To help get you on the right track, social analytics platform Quintly has released a new report, for which they analyzed over 94,000 Facebook Pages, and more than 105 million posts, in order to get a better handle on what's working, and what's not, for brands on The Social Network.
And the insights may prove key in your planning - here's what they found.
First off, in what's become a very familiar message, Quintly found that video posts on Facebook generate significantly more engagement than link posts - 258% more according to Quintly's numbers. Yet, despite this, brands are still far more likely to post links:
"55% of the 105 million analyzed posts were Link posts. Photos were used in 29% of them and videos made up around 14%."

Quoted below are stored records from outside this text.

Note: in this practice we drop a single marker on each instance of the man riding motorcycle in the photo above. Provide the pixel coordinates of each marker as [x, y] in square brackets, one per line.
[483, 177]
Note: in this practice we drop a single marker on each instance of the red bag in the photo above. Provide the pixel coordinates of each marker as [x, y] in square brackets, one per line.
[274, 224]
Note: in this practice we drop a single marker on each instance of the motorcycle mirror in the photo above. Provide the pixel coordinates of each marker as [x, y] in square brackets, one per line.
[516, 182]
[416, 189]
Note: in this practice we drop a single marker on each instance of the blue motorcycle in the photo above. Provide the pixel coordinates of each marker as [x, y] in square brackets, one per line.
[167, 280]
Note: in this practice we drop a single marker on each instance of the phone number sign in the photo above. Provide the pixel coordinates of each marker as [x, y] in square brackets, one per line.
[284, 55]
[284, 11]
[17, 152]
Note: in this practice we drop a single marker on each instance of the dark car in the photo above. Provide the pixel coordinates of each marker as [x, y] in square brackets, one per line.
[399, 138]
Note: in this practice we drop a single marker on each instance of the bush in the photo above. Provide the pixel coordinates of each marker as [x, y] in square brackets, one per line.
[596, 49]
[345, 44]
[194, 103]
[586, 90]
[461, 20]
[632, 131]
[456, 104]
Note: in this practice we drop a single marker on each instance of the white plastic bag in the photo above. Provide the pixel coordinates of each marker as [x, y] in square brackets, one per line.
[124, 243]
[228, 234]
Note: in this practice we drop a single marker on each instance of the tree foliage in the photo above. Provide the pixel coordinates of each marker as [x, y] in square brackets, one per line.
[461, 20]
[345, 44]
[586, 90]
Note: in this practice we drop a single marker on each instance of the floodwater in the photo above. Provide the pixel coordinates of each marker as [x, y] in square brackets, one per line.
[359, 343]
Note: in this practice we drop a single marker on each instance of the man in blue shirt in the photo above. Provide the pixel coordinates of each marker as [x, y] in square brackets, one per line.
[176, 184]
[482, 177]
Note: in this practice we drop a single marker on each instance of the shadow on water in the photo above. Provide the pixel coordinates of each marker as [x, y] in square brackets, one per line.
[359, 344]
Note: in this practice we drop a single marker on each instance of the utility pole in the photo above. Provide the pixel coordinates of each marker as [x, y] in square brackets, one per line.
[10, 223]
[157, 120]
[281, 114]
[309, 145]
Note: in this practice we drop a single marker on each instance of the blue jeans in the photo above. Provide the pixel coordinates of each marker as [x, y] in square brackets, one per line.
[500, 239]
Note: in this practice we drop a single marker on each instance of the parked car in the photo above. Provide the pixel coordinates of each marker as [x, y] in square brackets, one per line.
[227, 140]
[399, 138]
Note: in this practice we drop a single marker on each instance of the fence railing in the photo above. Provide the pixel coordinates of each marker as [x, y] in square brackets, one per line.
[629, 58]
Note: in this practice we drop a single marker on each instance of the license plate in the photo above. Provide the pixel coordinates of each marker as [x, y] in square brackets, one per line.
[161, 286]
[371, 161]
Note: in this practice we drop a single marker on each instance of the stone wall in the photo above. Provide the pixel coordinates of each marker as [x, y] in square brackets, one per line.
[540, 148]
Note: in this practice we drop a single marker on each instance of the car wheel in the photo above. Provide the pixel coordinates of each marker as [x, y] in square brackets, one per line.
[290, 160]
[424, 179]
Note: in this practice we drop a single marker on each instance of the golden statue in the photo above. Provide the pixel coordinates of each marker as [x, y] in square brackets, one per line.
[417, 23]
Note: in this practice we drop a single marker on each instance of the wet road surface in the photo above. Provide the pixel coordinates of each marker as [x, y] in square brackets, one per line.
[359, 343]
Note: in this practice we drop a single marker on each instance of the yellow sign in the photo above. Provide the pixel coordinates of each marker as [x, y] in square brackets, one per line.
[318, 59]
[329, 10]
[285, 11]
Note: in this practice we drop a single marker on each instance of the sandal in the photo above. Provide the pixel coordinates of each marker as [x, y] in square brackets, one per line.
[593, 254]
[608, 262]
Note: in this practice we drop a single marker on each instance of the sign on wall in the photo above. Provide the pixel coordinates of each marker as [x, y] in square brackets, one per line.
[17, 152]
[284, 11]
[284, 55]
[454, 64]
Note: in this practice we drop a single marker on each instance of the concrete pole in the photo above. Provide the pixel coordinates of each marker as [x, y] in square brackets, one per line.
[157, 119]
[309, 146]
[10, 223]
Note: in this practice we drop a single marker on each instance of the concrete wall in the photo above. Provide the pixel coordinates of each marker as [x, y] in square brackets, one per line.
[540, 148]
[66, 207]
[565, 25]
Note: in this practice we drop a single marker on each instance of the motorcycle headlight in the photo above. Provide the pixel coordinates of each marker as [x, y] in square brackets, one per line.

Of course, it's logical that more businesses would post links - businesses are keen to drive traffic back to their own sites, as opposed to holding a captive audience on Facebook, while video is also more difficult to produce, especially at high enough quality for business purposes.
Really, this finding is probably not revealing anything you don't already know, especially if you stay in touch with digital marketing trends. Yes, video performs better, on every platform, and you should be looking into creating your own video content. If you can - if you can't, image posts come in second Quintly's findings, with basic status updates also driving more engagement than link posts.
Again, most businesses are looking to drive traffic, rather than simply boost their Facebook engagement - but the data shows that it may be worth mixing it up every now and then in order to increase community interaction, and subsequent reach for future posts, which could help drive better Facebook performance.
If you have any ideas for video or image-based content, in alignment with your broader strategic goals, it may be worth experimenting.
Quintly also took a look at engagement by day, and found that weekends see higher overall Page engagement on average.
There's less competition for attention on weekends, and people have more free time. If you've not tried posting on weekends, it may also be worth testing, just to see what results you get, and whether your audience is more receptive to those posts.
There are a heap more insights in Quintly's full report, which you can access here (w/email sign-up). And while the findings largely reinforce what's you would have seen in similar studies, there is some good food for thought here, some interesting notes to consider.